Bear with us, today will be difficult.” This is how Grant Whitmore, general manager for media conglomerate Tronc, the parent company of the New York Daily News, began a morning newsroom meeting, HuffPost reported Monday. The very brief meeting was a prelude to an emailed announcement by Tronc that the paper is laying off approximately 50 percent of its newsroom staff.

“We are fundamentally restructuring the Daily News,” said the email, which, according to HuffPost, was unsigned. It continued, “[W]e are reducing today the size of the editorial team by approximately 50 percent and re-focusing much of our talent on breaking news — especially in areas of crime, civil justice and public responsibility.”

It was a harsh blow for a staff that had already shrunk to 85 in November 2017, a result of five rounds of previous cuts by Tronc, according to the New York Post.

It was not the first time Tronc, which bought the Daily News in 2017, has decimated the staff of local newspapers. “Over the past several years,” The Daily Beast reports, “Tronc has made sweeping cuts at some of the country’s most famous newspapers, including the Chicago Tribune and the Los Angeles Times, among others.”

Rumors of the layoffs had been circulating for weeks.
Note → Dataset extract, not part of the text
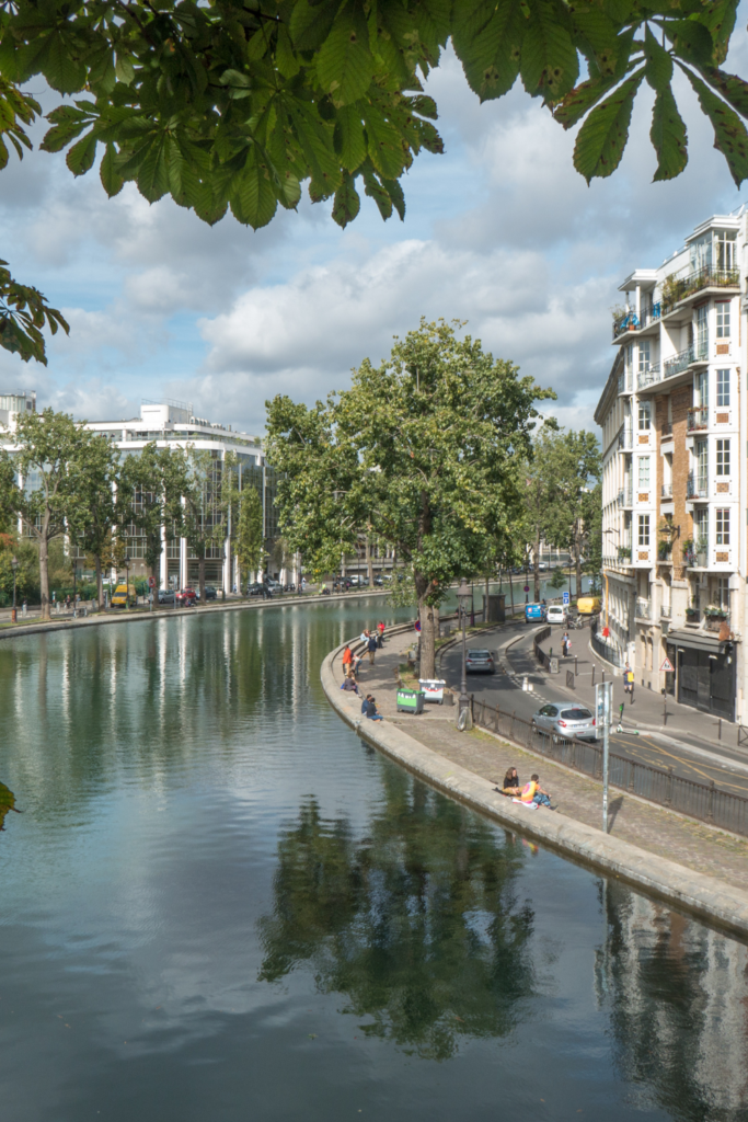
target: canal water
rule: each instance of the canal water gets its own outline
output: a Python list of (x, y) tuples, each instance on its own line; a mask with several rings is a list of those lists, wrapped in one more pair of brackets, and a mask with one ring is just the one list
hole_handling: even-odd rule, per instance
[(325, 653), (396, 615), (0, 645), (4, 1119), (748, 1119), (742, 944), (331, 711)]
Study Hall, a newsletter and listserv for journalists, reported Thursday that up to 70 percent of the newsroom staffers could lose their jobs, and that Editor in Chief Jim Rich was planning to resign in protest. He left Monday, as did Managing Editor Kristen Lee.
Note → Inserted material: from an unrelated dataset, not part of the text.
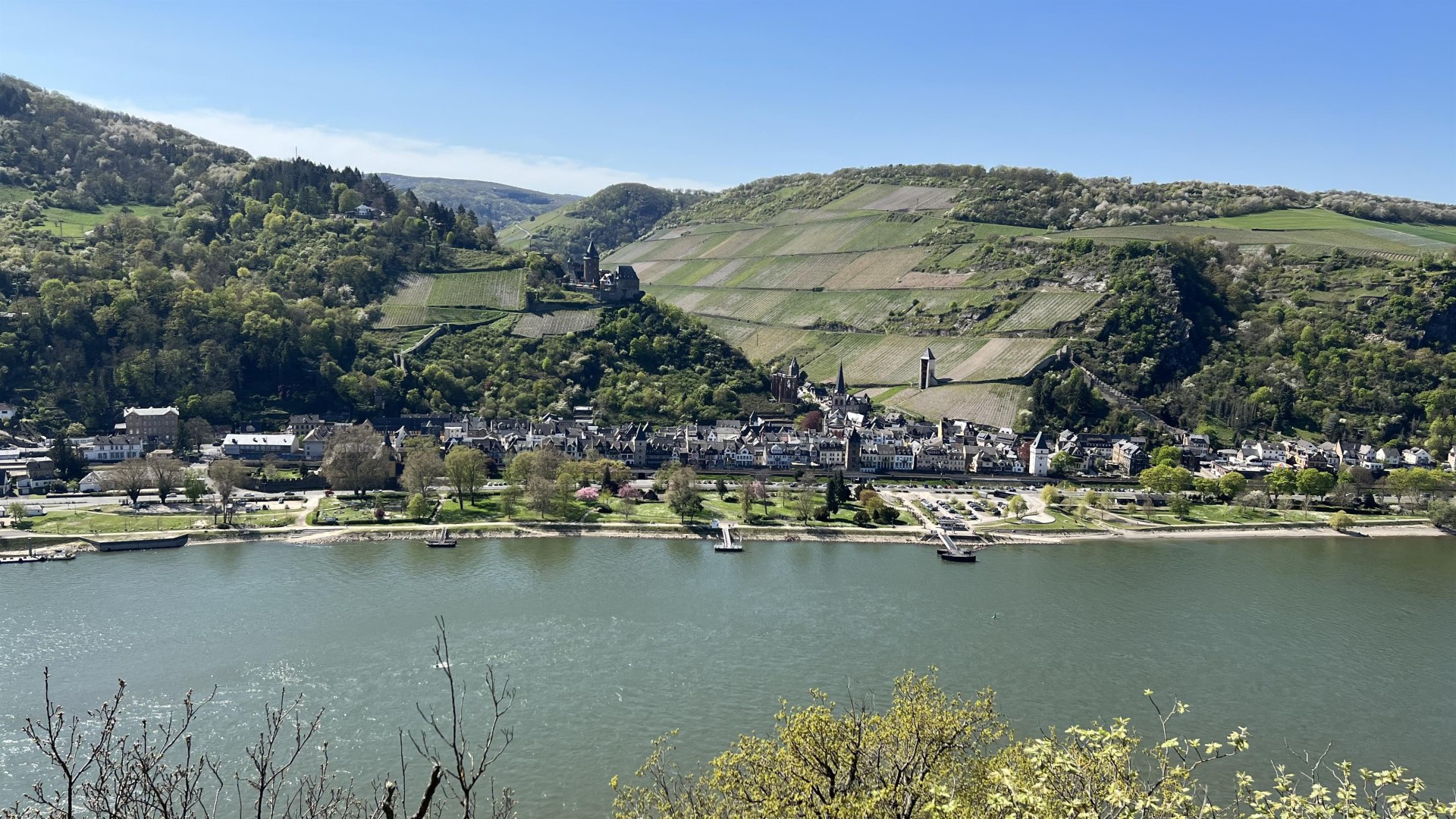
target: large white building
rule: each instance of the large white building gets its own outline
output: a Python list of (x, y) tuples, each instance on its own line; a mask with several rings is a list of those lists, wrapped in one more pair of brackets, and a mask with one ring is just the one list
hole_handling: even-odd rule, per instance
[(293, 433), (233, 433), (223, 439), (223, 455), (232, 458), (262, 458), (298, 452), (298, 436)]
While Monday’s cuts fell short of 70 percent, the impact was nonetheless devastating.

“Make no mistake,” a Daily News staff member told The Daily Beast, “this is the death of local journalism in this city.” Another employee continued, “Those who are still there are demoralized and have no desire to be part of what’s left.”

While local newspapers around the country have been subject to similar deep cuts, New York has been particularly hard hit in the last two years.

As Deadline reported in 2016, The New York Times “ended its coverage of restaurants, art galleries, theaters and other commercial and nonprofit businesses in the tri-state region, laying off dozens of longtime contributors and prompting protests from many of the institutions that will be affected.”

The Daily Beast analyzed the Times’ decline in local coverage, reporting that a “check of coverage for the week starting on the last Sunday of January finds that the paper ran 48 metro stories. This is less than half of the [equivalent] tally for 2009 (102) and less than a third of the 153 stories in the same period in 2001 (a figure that doesn’t include metro stories in the additional Sunday suburban sections published then).”

In 2016, The Wall Street Journal also laid off staff of its former New York local news section amid a restructuring and deeper newsroom cuts. In the fall of 2017, billionaire Joe Ricketts shut down Gothamist and DNAinfo New York, two websites with an entirely local New York City focus (not to mention closing the national network of “-ist” and DNAinfo sites) when employees tried to unionize.

According to HuffPost, laid-off Daily News staff members “were told that they’d be paid for 90 days” and “be eligible for transitional benefits after that.” An employee called it “a pretty decent package,” though certainly no replacement for a full-time job, and, for readers, no replacement for dedicated, local coverage.